Synergistic application of biochar and lime modulates rhizosphere microbiome, suppresses pathogens, and enhances disease resistance in sugarcane.

Abstract

Soil acidification disrupts microbial communities and exacerbates plant disease susceptibility in agriculture. This study demonstrates that combined application of biochar (15 t ha⁻¹) and lime (1.5 t ha⁻¹) in acidic sugarcane fields significantly elevates soil pH (up to 46.7%) and organic carbon (SOC), driving profound restructuring of the rhizosphere microbiome. High-throughput sequencing revealed suppression of potentially pathogenic bacteria (Solirubrobacteraceae, Acidothermus, Gaiella) and fungi (Curvularia, Scytalidium, Myrothecium), alongside qPCR-confirmed reduction in Fusarium abundance. Concurrently, we observed significant enrichment of beneficial taxa including plant-growth-promoting bacteria (Sinomonas, Bacillus, Brevibacillus, Micromonospora, Filomicrobium, OLB13, Arenimonas) and fungi (Trichoderma, Aspergillus, Talaromyces, Penicillium, Taifanglania, Redeckera).

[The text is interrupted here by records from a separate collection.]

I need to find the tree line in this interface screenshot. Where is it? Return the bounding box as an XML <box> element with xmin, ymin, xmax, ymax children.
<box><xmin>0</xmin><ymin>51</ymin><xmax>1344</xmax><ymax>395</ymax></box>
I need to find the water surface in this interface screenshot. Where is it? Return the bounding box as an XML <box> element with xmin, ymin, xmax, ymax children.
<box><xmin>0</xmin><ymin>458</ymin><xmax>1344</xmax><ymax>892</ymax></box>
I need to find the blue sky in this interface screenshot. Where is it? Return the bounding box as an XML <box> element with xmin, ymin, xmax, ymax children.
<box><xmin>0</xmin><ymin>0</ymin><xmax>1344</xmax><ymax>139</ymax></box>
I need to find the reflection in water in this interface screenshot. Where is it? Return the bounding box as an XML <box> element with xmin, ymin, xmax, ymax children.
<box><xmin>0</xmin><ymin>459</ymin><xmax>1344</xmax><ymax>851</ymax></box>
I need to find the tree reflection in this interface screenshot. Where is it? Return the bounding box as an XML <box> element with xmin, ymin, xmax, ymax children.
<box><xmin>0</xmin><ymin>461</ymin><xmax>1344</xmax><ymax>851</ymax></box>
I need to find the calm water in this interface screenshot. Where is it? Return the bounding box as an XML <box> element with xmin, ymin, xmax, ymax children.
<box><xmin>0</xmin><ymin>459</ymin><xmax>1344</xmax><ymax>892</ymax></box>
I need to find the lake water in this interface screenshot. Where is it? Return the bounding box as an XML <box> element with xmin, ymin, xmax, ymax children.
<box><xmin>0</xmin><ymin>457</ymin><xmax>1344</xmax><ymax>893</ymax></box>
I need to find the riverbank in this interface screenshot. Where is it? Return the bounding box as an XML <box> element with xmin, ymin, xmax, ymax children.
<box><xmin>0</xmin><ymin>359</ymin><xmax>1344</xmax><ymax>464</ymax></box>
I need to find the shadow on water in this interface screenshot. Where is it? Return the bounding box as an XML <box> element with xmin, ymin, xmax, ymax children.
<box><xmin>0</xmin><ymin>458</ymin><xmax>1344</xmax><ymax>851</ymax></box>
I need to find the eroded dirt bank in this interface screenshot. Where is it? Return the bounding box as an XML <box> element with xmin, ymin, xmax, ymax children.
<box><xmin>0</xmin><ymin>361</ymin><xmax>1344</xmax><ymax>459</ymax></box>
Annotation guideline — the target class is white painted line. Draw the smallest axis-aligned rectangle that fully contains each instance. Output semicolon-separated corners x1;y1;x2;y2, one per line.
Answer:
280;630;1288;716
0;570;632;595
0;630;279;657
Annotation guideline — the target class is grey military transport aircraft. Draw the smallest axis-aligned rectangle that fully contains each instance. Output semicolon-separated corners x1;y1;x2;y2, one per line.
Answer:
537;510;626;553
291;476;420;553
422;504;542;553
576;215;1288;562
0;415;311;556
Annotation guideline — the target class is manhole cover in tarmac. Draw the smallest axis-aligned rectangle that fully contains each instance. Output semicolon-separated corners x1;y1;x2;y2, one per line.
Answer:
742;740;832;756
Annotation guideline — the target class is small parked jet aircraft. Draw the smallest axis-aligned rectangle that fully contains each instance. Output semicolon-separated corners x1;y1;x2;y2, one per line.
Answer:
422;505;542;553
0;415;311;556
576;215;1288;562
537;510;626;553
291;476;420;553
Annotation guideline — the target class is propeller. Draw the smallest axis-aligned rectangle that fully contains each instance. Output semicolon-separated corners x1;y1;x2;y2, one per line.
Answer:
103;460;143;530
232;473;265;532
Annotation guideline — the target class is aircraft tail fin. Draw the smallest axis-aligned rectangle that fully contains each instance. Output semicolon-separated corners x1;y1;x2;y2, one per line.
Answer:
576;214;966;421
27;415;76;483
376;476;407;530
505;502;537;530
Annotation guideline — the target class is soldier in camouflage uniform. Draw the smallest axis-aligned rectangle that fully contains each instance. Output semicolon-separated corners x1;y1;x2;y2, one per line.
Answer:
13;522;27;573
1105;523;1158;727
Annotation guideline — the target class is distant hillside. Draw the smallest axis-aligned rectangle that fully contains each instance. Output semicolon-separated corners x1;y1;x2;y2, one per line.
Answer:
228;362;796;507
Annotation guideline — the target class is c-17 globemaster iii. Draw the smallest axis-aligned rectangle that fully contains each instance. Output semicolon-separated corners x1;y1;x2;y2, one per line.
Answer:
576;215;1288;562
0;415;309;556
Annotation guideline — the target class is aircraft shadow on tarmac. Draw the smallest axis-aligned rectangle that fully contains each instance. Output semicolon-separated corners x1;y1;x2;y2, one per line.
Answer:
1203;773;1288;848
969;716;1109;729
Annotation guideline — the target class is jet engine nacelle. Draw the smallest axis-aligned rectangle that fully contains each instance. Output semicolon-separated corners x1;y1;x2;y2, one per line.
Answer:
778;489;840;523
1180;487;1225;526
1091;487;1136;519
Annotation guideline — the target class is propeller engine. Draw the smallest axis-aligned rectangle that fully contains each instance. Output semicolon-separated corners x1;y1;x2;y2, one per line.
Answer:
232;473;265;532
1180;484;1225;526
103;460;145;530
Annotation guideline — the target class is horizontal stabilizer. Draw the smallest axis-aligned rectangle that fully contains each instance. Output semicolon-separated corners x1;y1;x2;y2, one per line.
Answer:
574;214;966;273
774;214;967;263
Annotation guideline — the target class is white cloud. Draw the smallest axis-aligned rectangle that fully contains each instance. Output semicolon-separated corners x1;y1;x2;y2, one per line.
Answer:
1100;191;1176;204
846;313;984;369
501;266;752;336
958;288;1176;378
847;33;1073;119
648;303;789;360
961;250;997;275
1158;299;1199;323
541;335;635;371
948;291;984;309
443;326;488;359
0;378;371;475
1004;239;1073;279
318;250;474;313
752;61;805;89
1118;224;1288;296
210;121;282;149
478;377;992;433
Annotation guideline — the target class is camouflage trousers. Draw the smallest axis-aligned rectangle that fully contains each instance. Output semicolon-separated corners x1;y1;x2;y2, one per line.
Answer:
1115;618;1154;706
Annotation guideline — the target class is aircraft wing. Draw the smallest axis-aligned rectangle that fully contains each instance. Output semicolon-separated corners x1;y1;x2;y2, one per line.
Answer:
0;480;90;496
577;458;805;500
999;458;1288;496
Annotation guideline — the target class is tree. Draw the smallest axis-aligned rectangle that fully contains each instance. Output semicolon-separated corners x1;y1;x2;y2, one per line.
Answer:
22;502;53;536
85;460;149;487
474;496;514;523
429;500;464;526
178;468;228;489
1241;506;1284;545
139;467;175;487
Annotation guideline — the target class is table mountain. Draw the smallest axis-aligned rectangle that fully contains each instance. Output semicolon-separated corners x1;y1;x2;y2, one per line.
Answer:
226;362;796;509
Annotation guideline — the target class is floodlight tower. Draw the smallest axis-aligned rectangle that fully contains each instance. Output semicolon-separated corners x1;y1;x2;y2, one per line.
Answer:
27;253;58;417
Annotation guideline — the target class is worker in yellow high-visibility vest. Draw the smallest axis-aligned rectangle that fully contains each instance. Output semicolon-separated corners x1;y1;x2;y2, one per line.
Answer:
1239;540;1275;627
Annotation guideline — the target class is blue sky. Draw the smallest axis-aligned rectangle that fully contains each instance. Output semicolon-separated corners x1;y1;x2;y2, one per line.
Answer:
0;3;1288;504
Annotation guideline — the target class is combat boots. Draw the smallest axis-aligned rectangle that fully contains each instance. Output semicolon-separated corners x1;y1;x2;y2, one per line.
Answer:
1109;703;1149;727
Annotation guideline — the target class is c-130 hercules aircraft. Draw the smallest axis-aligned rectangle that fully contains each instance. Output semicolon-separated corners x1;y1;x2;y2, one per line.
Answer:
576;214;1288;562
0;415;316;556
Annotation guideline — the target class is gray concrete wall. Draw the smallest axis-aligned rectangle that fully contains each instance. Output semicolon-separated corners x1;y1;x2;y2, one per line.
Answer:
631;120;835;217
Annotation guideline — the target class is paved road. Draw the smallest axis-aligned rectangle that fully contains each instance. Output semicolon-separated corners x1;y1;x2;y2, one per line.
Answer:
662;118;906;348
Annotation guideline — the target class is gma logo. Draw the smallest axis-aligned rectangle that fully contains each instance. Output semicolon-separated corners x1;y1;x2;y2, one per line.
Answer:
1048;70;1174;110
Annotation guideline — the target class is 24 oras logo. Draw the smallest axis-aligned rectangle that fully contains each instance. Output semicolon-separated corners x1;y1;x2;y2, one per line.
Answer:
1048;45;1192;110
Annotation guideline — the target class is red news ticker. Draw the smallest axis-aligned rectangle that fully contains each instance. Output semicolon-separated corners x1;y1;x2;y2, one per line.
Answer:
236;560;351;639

FUNGuild analysis confirmed decreased relative abundance of fungal plant pathogen guilds, particularly under the combined treatment. Redundancy analysis identified pH, SOC, and acid phosphatase as key environmental drivers of microbial assembly. These microbiome shifts correlated with enhanced plant defense responses: increased phenylalanine ammonia-lyase and superoxide dismutase activities, reduced malondialdehyde content, and significantly suppressed pokkah boeng disease incidence (82.57% reduction) and severity. Our findings establish that biochar-lime synergy ameliorates soil constraints, functionally modulates the rhizosphere microbiome to suppress pathogens, and systemically enhances plant immunity, providing a sustainable strategy for managing soil-borne diseases in acidified agroecosystems.